Ses yeux limpides survolent la pièce, se posent sur moi, s’écarquillent. Puis plus rien, ils sont déjà loin. Un simple regard et tout me revient. Ma respiration joue aux montagnes russes, mes membres s’engourdissent, je suffoque dans cette salle de réunion ultra climatisée, tire sur ma robe de tailleur comme une adolescente complexée. La pièce embaume désormais d’un parfum musqué aux effluves de cuir et de romarin, je reconnaîtrais cette fragrance envoûtante parmi des milliers : Paco Rabanne pour homme. Le parfum qu’il portait à l’époque, le premier cadeau que je lui ai offert.

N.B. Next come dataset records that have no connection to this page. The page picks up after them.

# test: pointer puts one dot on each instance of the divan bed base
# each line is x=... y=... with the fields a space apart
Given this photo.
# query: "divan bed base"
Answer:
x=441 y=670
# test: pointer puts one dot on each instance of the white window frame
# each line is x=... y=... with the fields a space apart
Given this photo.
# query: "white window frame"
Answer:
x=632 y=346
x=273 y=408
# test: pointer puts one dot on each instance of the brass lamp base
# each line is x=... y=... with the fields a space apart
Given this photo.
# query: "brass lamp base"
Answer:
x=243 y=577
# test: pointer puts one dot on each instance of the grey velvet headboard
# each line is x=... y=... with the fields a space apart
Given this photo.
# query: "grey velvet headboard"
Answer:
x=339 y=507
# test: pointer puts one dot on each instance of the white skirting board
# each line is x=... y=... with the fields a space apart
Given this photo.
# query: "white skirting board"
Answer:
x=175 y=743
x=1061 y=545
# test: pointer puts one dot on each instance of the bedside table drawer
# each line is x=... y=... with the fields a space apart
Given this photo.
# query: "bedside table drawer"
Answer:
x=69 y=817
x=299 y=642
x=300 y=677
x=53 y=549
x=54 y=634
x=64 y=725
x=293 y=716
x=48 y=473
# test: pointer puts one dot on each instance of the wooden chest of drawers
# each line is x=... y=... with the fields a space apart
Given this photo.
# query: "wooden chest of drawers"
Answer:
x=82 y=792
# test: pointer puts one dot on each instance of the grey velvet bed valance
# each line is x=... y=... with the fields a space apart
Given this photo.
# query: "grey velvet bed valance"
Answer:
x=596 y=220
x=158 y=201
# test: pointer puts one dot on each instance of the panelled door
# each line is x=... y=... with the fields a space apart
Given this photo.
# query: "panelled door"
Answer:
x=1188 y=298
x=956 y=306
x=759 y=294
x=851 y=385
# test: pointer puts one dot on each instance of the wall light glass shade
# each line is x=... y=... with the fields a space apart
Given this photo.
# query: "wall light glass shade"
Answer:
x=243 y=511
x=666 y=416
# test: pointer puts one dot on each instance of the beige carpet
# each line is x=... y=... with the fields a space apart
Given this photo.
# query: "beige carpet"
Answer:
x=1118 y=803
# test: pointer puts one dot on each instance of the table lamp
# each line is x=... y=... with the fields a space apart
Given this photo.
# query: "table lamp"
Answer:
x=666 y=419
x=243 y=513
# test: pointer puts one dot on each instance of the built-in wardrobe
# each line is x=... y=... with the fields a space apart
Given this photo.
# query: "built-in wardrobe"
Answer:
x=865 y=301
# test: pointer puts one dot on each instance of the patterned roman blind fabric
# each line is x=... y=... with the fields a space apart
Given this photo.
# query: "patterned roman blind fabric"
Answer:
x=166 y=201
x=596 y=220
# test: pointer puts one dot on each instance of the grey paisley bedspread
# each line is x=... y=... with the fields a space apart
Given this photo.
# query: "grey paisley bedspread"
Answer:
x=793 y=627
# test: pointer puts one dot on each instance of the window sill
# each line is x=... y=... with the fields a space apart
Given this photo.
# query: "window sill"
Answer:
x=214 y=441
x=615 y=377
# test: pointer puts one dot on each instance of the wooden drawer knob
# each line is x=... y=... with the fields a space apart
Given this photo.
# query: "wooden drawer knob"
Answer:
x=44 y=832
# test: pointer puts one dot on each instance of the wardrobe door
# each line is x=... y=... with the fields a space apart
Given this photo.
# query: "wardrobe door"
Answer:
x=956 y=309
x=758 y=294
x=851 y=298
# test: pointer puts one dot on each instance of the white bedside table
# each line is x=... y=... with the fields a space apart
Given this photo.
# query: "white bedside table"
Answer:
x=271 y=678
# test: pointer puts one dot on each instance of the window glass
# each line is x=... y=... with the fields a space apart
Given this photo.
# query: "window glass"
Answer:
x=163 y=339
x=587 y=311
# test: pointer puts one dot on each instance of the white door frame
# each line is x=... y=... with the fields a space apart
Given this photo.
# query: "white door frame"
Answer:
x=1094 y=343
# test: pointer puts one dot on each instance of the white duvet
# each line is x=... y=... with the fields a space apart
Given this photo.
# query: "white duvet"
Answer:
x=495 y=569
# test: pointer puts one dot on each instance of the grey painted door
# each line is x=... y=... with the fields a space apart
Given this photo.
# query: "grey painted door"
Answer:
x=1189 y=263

À cet instant, j’ai à nouveau 18 ans. Lui semble différent. Je reprends mes esprits – du moins en partie – et fais en sorte de l’avoir à nouveau dans ma ligne de mire. Je l’étudie, l’observe, le détaille. Sa masse de cheveux bruns ondulés, dans lesquels j’aimais tant passer mes doigts est devenue une coupe mi-longue savamment coiffée-décoiffée. Le rebelle a laissé place au businessman, soucieux de maîtriser son image. Ses yeux gris délavé, si purs, semblent s’être encore un peu éclaircis avec les années. Ses mâchoires viriles recouvertes d’une barbe de trois jours ont remplacé ses joues imberbes. Le souvenir de sa peau divinement douce me revient, un frisson me parcourt les reins. Ses traits sont plus marqués, son corps semble s’être déployé, il a l’air plus grand, plus affirmé. Le Vadim de mon passé ne se séparait jamais de son Perfecto en cuir usé, le Vadim d’aujourd’hui, lui, étale son pouvoir et son argent dans un costume flambant neuf de grand créateur. Il est si beau. Plus beau qu’avant, si cela est seulement possible. Il doit avoir toutes les femmes à ses pieds. C’est idiot, je ne lui ai pas adressé un mot, nos regards se sont croisés à peine deux secondes, mais je sens déjà poindre une once de jalousie. Je n’ai jamais été possessive, ce n’est pas dans ma nature. Sauf avec lui.